Agree with this. Things that can be eaten one handed and something they can choose.

Either that or something that's not a casserole. My kids are not picky eaters, but we all got so, so tired of casseroles.
Anonymous
I had my third this year. If she says she's inundated with food, don't bring more food now. Bring food in a month or two when all the initial offerings have died down.

Instead, bring a new non-messy, non-annoying toy for the older kids that they will have the ability to play with independently. When you get there, give the older kids as much attention and interaction as humanly possible, and if you have the ability to take them (or one of them) out of the house to do something (run an errand for mom! Go to the park! Go out to lunch!) DO IT.

The most helpful thing that people could do for me when I had both my second and my third is entertain the older kids. And it's not even CLOSE.
Anonymous
I remember my wife loving some empanadas we made before labor and frozen, because she could microwave and then eat them one handed.

But if they've already got too much food, I'd just give them some Doordash gift certificates to use later when the food runs out.
Anonymous
I'm not sure how old the kids are but my kids are early elementary and still won't touch a casserole with a 10ft pole. They're not picky kids either.

My favorite would be if someone would take my kids to a playground for an hour and then come back with a pizza and salad and we'd all eat together.

We didn't get much food. I liked receiving flowers and small baby gifts too. I really just wanted company. I was so bored, my house was very clean and DH cooked for us.
Anonymous
I echo the DoorDash/Uber Eats/etc. suggestions. One of my friends asked which delivery service we use the most before sending a gift card.

In addition to the food storage issue many have noted, this will allow your gift to support the family after the initial wave of gifts subsides.
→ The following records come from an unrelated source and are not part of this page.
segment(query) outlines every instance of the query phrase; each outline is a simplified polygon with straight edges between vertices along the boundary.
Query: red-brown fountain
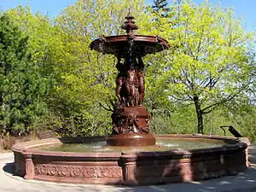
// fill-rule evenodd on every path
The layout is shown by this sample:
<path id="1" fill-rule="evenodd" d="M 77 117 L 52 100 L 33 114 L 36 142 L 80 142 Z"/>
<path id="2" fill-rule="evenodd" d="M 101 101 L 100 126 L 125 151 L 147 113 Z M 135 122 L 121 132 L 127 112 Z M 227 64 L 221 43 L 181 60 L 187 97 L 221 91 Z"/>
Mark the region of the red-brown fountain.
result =
<path id="1" fill-rule="evenodd" d="M 233 175 L 248 166 L 246 138 L 149 133 L 142 58 L 169 45 L 160 37 L 136 35 L 133 19 L 126 16 L 126 35 L 90 44 L 118 59 L 112 135 L 17 143 L 12 148 L 15 175 L 58 183 L 148 185 Z"/>
<path id="2" fill-rule="evenodd" d="M 154 145 L 149 133 L 150 119 L 143 106 L 145 96 L 144 64 L 143 57 L 168 49 L 166 40 L 160 37 L 136 35 L 138 29 L 128 14 L 122 29 L 127 35 L 102 37 L 90 44 L 91 49 L 114 55 L 119 74 L 116 79 L 118 105 L 112 114 L 113 132 L 108 144 L 115 146 Z M 122 61 L 123 60 L 123 61 Z"/>

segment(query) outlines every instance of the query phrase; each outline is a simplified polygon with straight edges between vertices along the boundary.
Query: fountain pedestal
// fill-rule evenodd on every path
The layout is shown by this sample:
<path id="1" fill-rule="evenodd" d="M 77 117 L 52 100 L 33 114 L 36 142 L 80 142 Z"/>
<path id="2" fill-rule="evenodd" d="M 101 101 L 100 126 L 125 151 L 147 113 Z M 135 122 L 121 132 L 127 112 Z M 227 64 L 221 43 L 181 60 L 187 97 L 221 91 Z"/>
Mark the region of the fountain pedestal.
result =
<path id="1" fill-rule="evenodd" d="M 154 145 L 155 138 L 149 133 L 150 118 L 147 108 L 119 107 L 112 114 L 113 133 L 107 140 L 108 145 L 145 146 Z"/>

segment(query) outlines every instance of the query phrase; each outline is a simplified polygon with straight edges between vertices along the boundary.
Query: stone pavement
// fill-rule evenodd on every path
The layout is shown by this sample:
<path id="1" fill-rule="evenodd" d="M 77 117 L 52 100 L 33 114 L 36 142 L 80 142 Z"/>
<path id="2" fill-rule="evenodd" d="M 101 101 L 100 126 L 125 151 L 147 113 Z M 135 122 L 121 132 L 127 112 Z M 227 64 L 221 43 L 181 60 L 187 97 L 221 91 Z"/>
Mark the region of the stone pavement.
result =
<path id="1" fill-rule="evenodd" d="M 0 154 L 0 192 L 256 192 L 256 147 L 251 150 L 250 160 L 252 166 L 236 176 L 188 183 L 125 187 L 26 181 L 11 174 L 13 154 L 6 153 Z"/>

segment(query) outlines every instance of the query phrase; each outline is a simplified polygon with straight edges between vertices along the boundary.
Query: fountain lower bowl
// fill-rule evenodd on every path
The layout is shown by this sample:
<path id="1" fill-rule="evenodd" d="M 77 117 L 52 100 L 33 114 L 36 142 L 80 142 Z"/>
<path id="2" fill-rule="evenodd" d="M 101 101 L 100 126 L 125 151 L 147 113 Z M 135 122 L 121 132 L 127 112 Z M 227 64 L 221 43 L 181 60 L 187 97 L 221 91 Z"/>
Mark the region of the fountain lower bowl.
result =
<path id="1" fill-rule="evenodd" d="M 247 169 L 247 144 L 241 139 L 191 135 L 158 135 L 156 139 L 224 141 L 218 147 L 164 151 L 61 152 L 42 146 L 105 141 L 106 137 L 44 139 L 13 146 L 15 174 L 58 183 L 149 185 L 234 175 Z M 134 146 L 134 148 L 139 148 Z"/>

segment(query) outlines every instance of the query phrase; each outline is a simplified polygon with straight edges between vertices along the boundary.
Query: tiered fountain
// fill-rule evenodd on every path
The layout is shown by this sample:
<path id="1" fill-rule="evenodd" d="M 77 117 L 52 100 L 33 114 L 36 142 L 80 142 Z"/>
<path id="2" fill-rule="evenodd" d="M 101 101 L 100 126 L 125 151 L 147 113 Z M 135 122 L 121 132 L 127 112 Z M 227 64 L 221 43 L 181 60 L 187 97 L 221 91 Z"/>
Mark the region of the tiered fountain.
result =
<path id="1" fill-rule="evenodd" d="M 90 44 L 91 49 L 118 59 L 112 135 L 15 144 L 15 174 L 52 182 L 139 185 L 208 179 L 246 169 L 247 145 L 241 138 L 149 133 L 142 58 L 169 45 L 160 37 L 136 35 L 134 18 L 125 19 L 126 35 Z M 80 144 L 68 149 L 67 143 Z"/>

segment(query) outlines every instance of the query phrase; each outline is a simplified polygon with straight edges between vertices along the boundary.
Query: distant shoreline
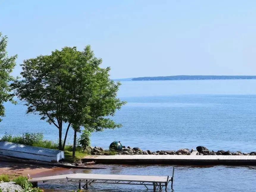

It also allows you to sidestep any food allergies, which can make it challenging to pick appropriate foods despite best intentions (though perhaps that is not an issue here).
Anonymous
Anonymous wrote:I'm not sure how old the kids are but my kids are early elementary and still won't touch a casserole with a 10ft pole. They're not picky kids either.

My favorite would be if someone would take my kids to a playground for an hour and then come back with a pizza and salad and we'd all eat together.

We didn't get much food. I liked receiving flowers and small baby gifts too. I really just wanted company. I was so bored, my house was very clean and DH cooked for us.

OP here. I had considered this and offered, but they aren’t keen on people taking their kids in cars, and it’s too cold where we live to walk them anywhere, so that option is out.

As far as providing take out, they have four kids already, plus us, so that’s just not something I can budget nicely, unless I bring pizzas or some other budget option. It makes sense, in this regard, that they got a lot of casseroles.

Kids range in age from 3-8, so I don’t know what gift I could bring for them that wouldn’t be annoying. A game, maybe?
Anonymous
They said they have too much food, so I would not bring anything to eat. When I was post-partum, I did not want or receive food from others. I didn't want anything, actually: I had everything I needed. The only thing that would have been nice would have been a housecleaner
Anonymous
Why don't you ask them what they want?

If you bring them something they don't want, it will end up in compost or fed to dogs. Ask them.